BIL did his with the Trex from Lowe's and has had the same stain issue.


I'd say composite decking is tons better than wood, but it WILL stain.


----------



## slakker (May 29, 2007)

I was also looking into using the Trex product and was wondering, when you mention staining... does it stain more than wood? And what's the staining from... ie; is it discoloration from UV sun light, or bar-b-que dripping? As I plan on having MANY BBQs on the deck... :thumbup:


----------



## ktkelly (Apr 7, 2007)

*Staining*

On my BIL's deck the material is stained from the grille and from some water spotting.

On my deck which is a light gray, there is some staining from mildew in a shaded area. 
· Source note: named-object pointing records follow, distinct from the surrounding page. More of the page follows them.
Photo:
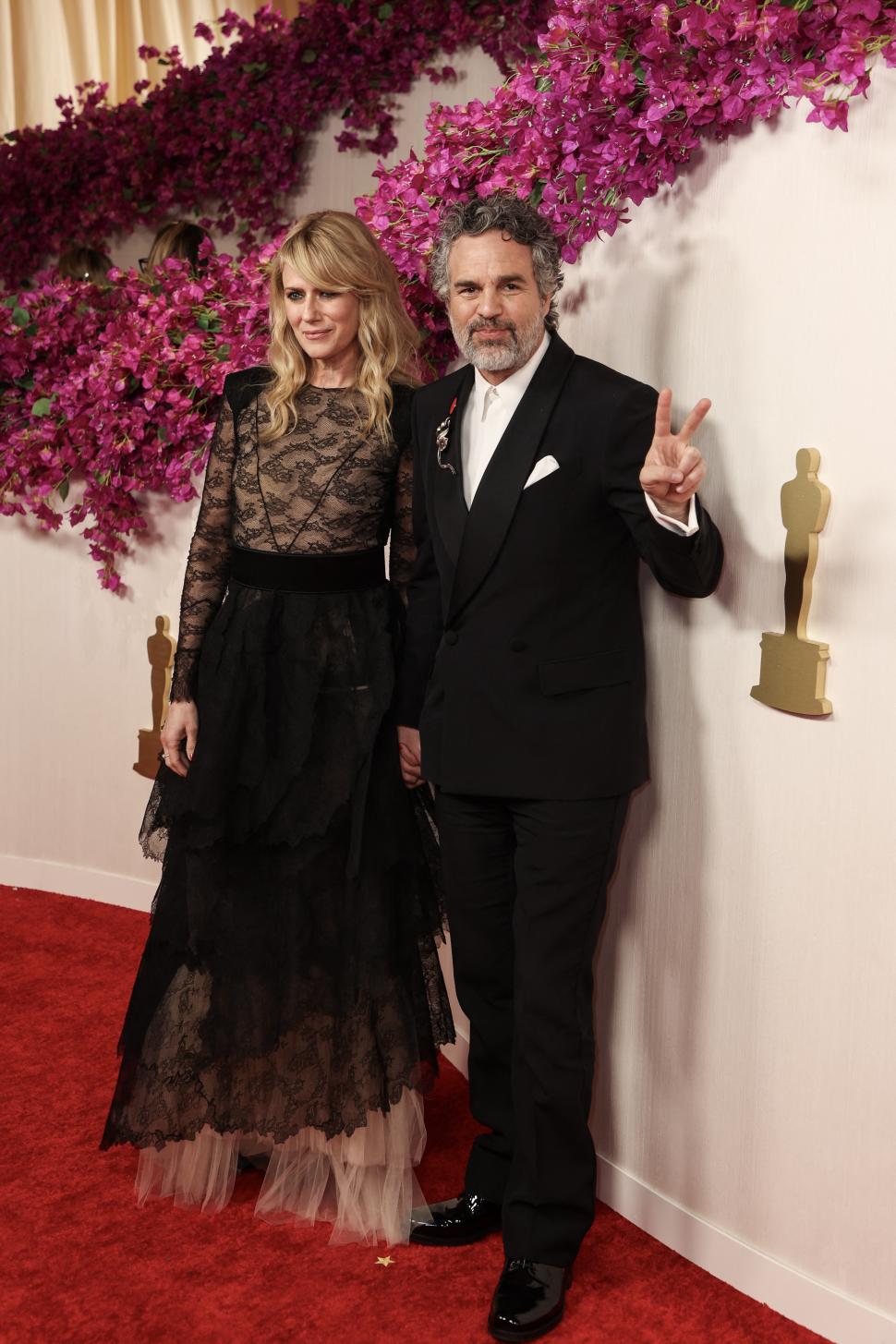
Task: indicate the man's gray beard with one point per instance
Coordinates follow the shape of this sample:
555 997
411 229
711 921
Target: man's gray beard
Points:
511 355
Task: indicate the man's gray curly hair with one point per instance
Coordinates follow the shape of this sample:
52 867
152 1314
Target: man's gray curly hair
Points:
514 218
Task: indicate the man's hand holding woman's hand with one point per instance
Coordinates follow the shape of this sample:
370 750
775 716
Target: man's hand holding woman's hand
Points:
408 750
182 724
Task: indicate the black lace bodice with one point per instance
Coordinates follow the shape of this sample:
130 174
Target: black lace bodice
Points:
321 490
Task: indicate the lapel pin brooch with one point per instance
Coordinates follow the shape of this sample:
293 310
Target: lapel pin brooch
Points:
442 437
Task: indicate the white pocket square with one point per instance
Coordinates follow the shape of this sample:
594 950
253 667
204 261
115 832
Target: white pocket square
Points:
541 468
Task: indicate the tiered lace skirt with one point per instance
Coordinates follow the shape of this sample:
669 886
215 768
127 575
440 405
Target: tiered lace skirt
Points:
289 1003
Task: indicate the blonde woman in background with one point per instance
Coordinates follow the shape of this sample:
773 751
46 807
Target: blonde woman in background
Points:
289 1004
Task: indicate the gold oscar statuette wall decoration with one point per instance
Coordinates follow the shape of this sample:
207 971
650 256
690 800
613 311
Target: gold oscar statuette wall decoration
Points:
160 650
792 673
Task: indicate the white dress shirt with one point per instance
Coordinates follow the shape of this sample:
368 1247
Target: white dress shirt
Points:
488 413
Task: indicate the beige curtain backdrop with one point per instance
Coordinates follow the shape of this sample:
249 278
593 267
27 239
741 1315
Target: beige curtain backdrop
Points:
49 47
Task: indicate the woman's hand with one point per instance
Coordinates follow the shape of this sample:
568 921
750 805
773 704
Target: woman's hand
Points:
182 722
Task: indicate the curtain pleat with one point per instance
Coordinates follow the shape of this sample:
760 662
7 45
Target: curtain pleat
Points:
51 46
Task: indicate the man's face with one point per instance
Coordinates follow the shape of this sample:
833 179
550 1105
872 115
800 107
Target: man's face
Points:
494 307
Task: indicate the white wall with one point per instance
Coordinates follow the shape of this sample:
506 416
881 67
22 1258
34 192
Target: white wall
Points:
745 998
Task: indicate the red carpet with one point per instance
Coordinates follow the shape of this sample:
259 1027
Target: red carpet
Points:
82 1264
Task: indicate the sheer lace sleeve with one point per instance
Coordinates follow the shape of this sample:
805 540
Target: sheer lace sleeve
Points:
209 561
402 547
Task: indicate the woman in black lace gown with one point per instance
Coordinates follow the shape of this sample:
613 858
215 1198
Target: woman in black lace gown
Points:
289 1003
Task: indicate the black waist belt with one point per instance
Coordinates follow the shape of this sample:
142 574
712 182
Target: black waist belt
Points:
308 573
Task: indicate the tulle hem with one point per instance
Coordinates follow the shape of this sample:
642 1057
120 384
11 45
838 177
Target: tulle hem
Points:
363 1184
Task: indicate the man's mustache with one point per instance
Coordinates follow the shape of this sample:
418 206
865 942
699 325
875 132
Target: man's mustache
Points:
485 324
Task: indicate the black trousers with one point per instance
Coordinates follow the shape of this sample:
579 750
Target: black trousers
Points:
526 886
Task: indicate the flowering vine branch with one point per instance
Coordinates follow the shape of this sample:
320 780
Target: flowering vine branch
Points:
115 393
227 138
614 106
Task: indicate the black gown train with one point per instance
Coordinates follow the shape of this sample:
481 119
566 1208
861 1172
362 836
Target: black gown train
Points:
289 1000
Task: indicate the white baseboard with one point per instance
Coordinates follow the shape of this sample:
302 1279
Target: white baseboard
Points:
68 880
818 1306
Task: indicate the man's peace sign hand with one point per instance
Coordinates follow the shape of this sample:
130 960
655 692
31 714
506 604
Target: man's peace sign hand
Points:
673 468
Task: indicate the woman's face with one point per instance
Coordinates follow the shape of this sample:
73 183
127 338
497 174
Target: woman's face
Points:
324 321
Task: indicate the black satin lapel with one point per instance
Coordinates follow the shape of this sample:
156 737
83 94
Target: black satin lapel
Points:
499 492
448 485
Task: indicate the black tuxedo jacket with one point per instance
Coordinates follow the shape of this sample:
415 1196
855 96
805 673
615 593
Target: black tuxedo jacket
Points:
523 660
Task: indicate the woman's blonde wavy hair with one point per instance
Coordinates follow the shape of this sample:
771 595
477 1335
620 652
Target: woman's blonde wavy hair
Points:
334 250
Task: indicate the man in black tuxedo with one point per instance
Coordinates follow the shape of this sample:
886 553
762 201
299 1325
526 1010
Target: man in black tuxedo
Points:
541 478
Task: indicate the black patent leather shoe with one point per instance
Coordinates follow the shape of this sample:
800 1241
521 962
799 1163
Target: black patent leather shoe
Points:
455 1222
528 1300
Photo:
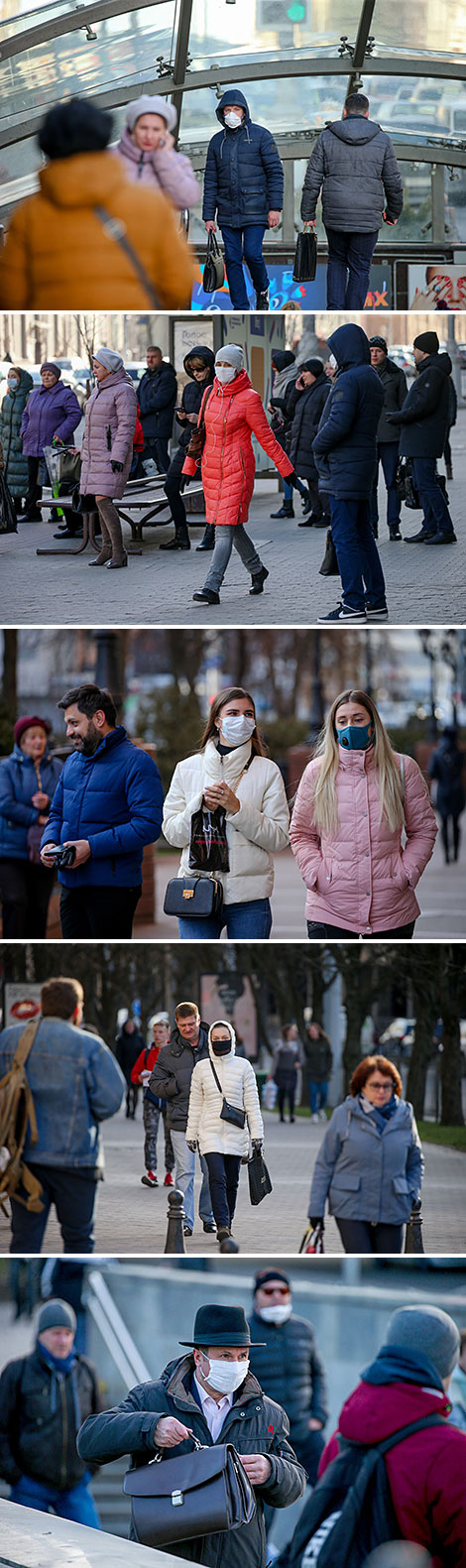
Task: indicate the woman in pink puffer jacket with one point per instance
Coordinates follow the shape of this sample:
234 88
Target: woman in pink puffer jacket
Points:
146 151
363 828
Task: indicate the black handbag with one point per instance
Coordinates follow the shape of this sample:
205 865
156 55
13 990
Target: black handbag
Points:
190 1497
330 566
214 270
193 898
304 258
229 1112
258 1178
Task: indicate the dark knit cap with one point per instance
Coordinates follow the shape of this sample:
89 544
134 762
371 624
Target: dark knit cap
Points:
428 342
29 723
57 1314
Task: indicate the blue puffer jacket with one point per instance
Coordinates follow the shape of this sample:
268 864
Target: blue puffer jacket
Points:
18 785
75 1084
345 442
364 1173
16 463
244 172
112 798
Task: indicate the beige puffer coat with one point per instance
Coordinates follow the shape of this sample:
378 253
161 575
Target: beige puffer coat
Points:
239 1087
255 833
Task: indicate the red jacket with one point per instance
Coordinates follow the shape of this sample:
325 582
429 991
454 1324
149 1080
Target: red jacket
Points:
427 1471
228 464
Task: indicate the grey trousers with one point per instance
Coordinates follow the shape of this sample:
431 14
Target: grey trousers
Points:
228 537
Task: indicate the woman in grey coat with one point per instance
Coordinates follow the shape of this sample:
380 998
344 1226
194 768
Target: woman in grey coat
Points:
371 1162
107 450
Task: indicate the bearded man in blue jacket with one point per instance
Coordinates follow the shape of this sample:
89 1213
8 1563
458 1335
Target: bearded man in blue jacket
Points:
107 804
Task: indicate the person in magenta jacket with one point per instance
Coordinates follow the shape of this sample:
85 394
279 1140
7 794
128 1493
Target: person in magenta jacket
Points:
363 828
146 151
232 413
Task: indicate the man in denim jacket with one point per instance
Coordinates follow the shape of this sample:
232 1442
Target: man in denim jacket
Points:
75 1084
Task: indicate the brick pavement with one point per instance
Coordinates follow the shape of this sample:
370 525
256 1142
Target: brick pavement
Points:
132 1219
425 587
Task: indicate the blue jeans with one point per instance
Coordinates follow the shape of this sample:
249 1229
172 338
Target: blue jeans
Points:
240 919
317 1096
349 269
244 245
223 1181
357 553
388 455
183 1178
436 516
75 1504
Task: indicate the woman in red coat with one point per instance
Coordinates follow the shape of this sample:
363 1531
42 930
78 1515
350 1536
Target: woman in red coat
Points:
232 415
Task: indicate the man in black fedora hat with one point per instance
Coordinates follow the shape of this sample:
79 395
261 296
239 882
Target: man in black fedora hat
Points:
209 1394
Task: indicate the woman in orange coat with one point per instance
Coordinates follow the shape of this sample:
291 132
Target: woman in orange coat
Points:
232 413
88 240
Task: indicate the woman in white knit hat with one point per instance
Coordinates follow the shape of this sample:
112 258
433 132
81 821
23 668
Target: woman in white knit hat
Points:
220 1082
146 151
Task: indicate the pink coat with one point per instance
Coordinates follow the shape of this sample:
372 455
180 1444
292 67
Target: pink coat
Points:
232 416
363 879
164 170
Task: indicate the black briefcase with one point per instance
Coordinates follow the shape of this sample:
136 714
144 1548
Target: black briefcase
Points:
188 1497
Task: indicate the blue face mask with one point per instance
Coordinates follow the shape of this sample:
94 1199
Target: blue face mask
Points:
355 737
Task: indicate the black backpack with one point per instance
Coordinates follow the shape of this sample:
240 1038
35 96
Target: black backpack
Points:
350 1510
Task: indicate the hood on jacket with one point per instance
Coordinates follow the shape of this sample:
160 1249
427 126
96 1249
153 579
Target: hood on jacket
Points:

On mine it's not all that bad, pressure washing cleans it up pretty well, but on my BIL's the stains won't come out at all.


I think it would be much worse if it were a wood surface though. Just need to take a reasonable amount of care is all.


----------



## Jeekinz (Jan 29, 2007)

I installed Evergreen brand. Yes, it will stain, however, a pressure washer removes 95% of it. Get a grill mat.

Also, I used the 3/4 thick material. It was cheaper to intall additional 2x6 support joists than buying the 5/4 material. Joists are 8" O.C., I believe the minimum for 3/4 is 12" O.C.


----------



## rjordan392 (Apr 28, 2005)

On another forum, a someone mentioned that TREX scratches easily. I would check into that before deciding on any brand.


----------